Licensing in Safetica

Safetica utilizes user-based licensing to protect users who work with data. Learn how user-based licensing works, how are user accounts detected, and what is actually considered a "user account".

In this article, you will learn:

 

Introduction: What is user-based licensing

Many industries are shifting from using company devices to hybrid environments, so the “user account” (identity) is becoming the central point. For this reason, the licensing of Safetica is user-based and the customers themselves decide which users they want to protect. These users are licensed, and the customer only pays for them.

 

How are user accounts detected and protected in Safetica

Safetica detects active user accounts (not active devices), which means:

  1. Local accounts that performed an action on a device with installed Safetica Client.
  2. Accounts that were synced from Active Directory or Azure Active Directory (Entra ID).

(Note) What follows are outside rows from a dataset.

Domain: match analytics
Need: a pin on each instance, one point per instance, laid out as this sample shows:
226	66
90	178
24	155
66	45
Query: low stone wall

All detected user accounts are protected by Safetica by default, which means:

  • Each newly detected user account is assigned a license. If a user shouldn’t be licensed, their license can be removed and used for someone else.
  • Safetica policies will start applying to the user.
  • The user is added into the Users list and the user tree in Safetica console.
  • If the user comes from Active Directory: they will appear in the appropriate Active Directory organizational unit.
  • If the user is detected after using a device with installed Safetica Client: they will be assigned into the Unknown Policies set up for the Unknownteam will start applying to them.

 

What is considered “a user account” and how are licenses assigned

Safetica counts the number of user accounts and licenses like this:

  • A local user account = 1 account = 1 license
  • A local user account that appears on multiple devices = 1 account = 1 license
  • Multiple local accounts on the same device = multiple accounts = multiple licenses
  • System accounts = not licensed and not protected by default = 0 licenses
  • User account synced from AD = 1 account = 1 license
  • User account synced from AAD (Entra ID) = 1 account = 1 license

Safetica can pair AD and AAD (Entra ID) accounts. This means that:

  • User account synced from AD paired with AAD account = 1 account = 1 license
  • Local user account paired with AD user account = 1 account = 1 license
  • Local user account paired with AAD account = 1 account = 1 license

Terminal servers: the use case is the same as for multiple accounts on one device. That means:

  • Multiple local accounts connecting to a terminal server = multiple accounts = multiple licenses

Example: A user who works on several devices under one account is considered one user account in Safetica and consumes one license. A user that works on one device under a local account and under an unpaired Active Directory account is considered two user accounts in Safetica and consumes two licenses.